[mpich-devel] MPI_Recv, blocking call concept

Wed Jun 13 23:48:33 CDT 2018

Ali MoradiAlamdarloo <timndus at gmail.com> writes:

> Thanks for your comment.
> On Fri, Jun 8, 2018 at 9:08 PM, Jed Brown <jed at jedbrown.org> wrote:
>
>> Your assumption is that exascale machines will be homogeneous
>
> Of course Exascale machines will be heterogeneous in a global view. probably
>  two application running on the system has heterogeneous computing resource
> comparing to each other, but I think each application must has their own
> homogeneous computing resources, otherwise maybe this heterogeneity itself
> makes load imbalances.

I meant coprocessors or distinct latency- and throughput-optimized
cores.  A CPU spinning is a trivial energy cost when connected to
several idle GPUs.

> Yes we can do some static hardware reconfiguration and find the best
> configuration(probably heterogeneous) for a specific application but I
> don't think this is going to be feasible in Exascale systems.
>
> filled with dirt-cheap hardware that requires lots of power, and operated by
>> low-wage workers
>
>  This is not my assumption. Yes, the hardware guys are building low power
> high efficient computing cores, but currently what is going to be run on
> top of it is a software that waste power at slacks.
> 1- there is a time frame that software waste the power.
> 2- power is the most constrained resource in Exascale.

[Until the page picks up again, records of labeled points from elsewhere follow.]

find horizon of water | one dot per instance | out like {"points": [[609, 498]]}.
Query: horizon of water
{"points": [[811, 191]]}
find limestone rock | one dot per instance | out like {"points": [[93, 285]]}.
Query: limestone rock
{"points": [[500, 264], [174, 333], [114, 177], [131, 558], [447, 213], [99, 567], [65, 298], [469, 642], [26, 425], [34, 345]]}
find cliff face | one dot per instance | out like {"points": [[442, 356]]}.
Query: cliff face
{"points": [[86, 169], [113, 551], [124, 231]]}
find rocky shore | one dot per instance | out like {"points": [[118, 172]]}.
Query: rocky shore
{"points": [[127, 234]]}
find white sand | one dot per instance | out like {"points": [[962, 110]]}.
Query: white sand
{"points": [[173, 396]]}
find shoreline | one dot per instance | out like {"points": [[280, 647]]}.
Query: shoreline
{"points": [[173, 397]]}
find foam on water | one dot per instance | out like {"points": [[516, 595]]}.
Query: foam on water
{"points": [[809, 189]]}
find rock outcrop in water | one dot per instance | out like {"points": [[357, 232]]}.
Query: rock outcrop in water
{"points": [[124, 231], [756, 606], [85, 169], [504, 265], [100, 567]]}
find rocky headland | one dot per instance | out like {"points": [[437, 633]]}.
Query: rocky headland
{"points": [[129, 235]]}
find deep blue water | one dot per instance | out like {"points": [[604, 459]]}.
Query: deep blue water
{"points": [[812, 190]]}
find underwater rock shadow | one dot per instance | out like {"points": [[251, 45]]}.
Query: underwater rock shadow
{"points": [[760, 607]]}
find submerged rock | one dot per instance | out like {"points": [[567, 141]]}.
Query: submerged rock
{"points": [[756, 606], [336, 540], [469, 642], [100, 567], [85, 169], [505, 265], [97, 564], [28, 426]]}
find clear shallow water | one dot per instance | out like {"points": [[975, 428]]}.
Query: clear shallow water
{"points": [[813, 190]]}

It's money.  It costs $30M to buy the hardware that draws 1 MW, so you'd
need to run for 30 years to equal the acquisition cost (a MW-year costs
on the order of $1M).  Energy is a small fraction of the operating cost
for current HPC facilities -- hardware and staffing are much more
expensive.  Note that there exist 300 MW commercial data centers.

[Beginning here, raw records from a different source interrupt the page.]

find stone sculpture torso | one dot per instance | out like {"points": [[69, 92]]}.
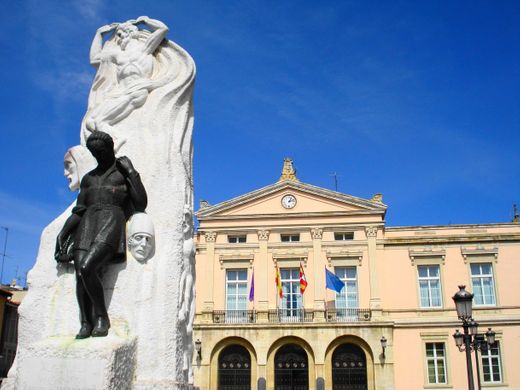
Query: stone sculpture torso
{"points": [[102, 201]]}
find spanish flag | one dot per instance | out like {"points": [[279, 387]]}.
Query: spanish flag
{"points": [[303, 280], [279, 283]]}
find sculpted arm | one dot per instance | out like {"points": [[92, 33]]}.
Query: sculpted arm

> 3- there will be a millions(maybe billions) of cores acting like this.

You have terrible load balance if most cores are waiting for a few, thus
an expensive mostly-idle machine.  Load balancing attempts the opposite
-- no stragglers, but it doesn't matter if a few complete very early.

> So this must be handled, no matter how much our computing cores are power
> efficient.
>
> and also that applications will be highly latency
>> tolerant while also having such atrocious load imbalance that reducing
>> power while waiting on communication will significantly reduce total
>> operating costs?
>>
> Yes, probably there will be some plentiful latency insensitive Exascale
> applications.
> We would like the developers to write code where every processors is doing
> pretty much the same thing, it takes the same amount of time, they all
> communicate at exactly the same time and they do it again, in the real
> world this never happens. until there are slacks we have the chance to go
> forward in efficiency.

You've already lost if a significant fraction of the core-hours on your
machine are spent waiting.  Optimizing CPU throttling when you know
you'll be waiting a long time is just picking up crumbs.